Œcuménisme et dialogue interreligieux: quelle différence ?

     Parfois en toute connaissance de cause, généralement par manque de connaissances, nombreux sont ceux qui confondent  « dialogue interreligieux » et « œcuménisme ». Pas plus tard que ce mardi, à l’occasion d’un échange sur ce thème avec une vingtaine de jeunes à Nancy, la plupart des participants définissait l’œcuménisme comme un « dialogue ouvert et respectueux  avec les autres confessions afin de mieux comprendre ce qui nous unit et nous divise ». En somme, un dialogue à l’image des rencontres entre catholiques et musulmans, juifs et orthodoxes, … Ce serait un peu vite oublier la finalité de l’œcuménisme qui n’est ni plus ni moins que « l’unité visible des chrétiens » (selon la définition du Conseil œcuménique des Eglises – COE).

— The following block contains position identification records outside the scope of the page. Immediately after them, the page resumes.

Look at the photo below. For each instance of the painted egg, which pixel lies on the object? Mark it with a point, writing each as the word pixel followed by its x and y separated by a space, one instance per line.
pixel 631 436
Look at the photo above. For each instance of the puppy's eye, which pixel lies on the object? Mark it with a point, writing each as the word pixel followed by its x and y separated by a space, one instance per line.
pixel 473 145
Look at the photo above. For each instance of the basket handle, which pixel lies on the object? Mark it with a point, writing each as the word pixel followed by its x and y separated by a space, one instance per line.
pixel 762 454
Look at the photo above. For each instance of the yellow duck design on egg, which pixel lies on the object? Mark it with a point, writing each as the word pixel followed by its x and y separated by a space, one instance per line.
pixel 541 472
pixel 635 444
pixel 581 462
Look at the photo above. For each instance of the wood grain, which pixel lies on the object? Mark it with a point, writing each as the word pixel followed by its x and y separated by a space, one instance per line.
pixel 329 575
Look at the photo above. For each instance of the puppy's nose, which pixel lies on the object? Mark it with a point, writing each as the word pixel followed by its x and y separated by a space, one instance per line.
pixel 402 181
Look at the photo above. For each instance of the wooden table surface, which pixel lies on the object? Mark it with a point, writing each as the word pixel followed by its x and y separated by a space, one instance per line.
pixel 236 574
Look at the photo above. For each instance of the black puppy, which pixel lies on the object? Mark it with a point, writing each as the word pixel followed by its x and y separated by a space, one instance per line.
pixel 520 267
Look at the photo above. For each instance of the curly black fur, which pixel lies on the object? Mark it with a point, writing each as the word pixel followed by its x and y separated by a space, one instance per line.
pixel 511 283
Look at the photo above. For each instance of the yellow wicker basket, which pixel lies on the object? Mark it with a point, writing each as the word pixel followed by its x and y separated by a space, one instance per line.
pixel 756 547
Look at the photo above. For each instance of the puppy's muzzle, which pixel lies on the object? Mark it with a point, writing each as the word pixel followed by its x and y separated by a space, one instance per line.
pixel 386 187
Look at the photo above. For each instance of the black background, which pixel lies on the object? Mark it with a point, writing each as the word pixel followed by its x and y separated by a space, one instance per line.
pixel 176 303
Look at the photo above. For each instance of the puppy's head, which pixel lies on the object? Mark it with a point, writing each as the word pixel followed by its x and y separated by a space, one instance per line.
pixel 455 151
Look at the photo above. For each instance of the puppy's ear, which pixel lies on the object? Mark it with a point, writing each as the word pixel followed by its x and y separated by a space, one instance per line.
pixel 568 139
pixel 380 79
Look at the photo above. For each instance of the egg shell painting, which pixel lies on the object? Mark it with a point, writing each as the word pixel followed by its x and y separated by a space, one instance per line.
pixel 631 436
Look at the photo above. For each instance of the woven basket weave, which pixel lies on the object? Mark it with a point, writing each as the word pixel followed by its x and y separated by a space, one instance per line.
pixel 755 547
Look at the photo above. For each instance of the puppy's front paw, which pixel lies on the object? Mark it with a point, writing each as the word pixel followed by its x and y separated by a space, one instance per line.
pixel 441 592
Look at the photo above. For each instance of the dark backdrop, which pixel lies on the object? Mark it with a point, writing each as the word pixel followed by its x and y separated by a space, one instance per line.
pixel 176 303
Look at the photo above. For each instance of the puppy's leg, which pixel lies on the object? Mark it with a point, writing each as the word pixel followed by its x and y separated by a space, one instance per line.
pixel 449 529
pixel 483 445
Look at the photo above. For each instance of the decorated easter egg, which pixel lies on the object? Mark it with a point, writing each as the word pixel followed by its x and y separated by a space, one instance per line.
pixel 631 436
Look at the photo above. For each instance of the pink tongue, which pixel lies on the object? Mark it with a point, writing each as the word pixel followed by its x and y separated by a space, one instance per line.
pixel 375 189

     Alors que le dialogue interreligieux se borne (à raison !) à promouvoir une meilleure connaissance de la religion du voisin et à un plus grand respect de sa conception du divin, l’œcuménisme entend réconcilier à travers un rapprochement spirituel (et pourquoi pas matériel !) des nombreuses confessions chrétiennes. Comprenons nous bien : le dialogue, interreligieux ou non, est absolument nécessaire à l’épanouissement de chacun dans la société et à l’apaisement des relations entre les êtres humains. Mais penser ou affirmer que nous sommes dans une situation de dialogue interreligieux entre chrétiens, c’est mettre de côté le projet d’unité de l’Ecclesia qui est à la source du mouvement œcuménique depuis son origine. Autre point de confusion : l’œcuménisme ne signifie pas la fin de la liberté de conscience au sein de la communauté des chrétiens mais une unité qui respecte le pluralisme des opinions et des croyances en son sein. Pourquoi alors vouloir l’unité ? Jésus a lui-même répondu à cette question : « : « Que tous soient un, comme toi, Père, tu es en moi, et comme je suis en toi, afin qu’eux aussi soient un en nous, pour que le monde croie que tu m’as envoyé. » (Jean 17, 21)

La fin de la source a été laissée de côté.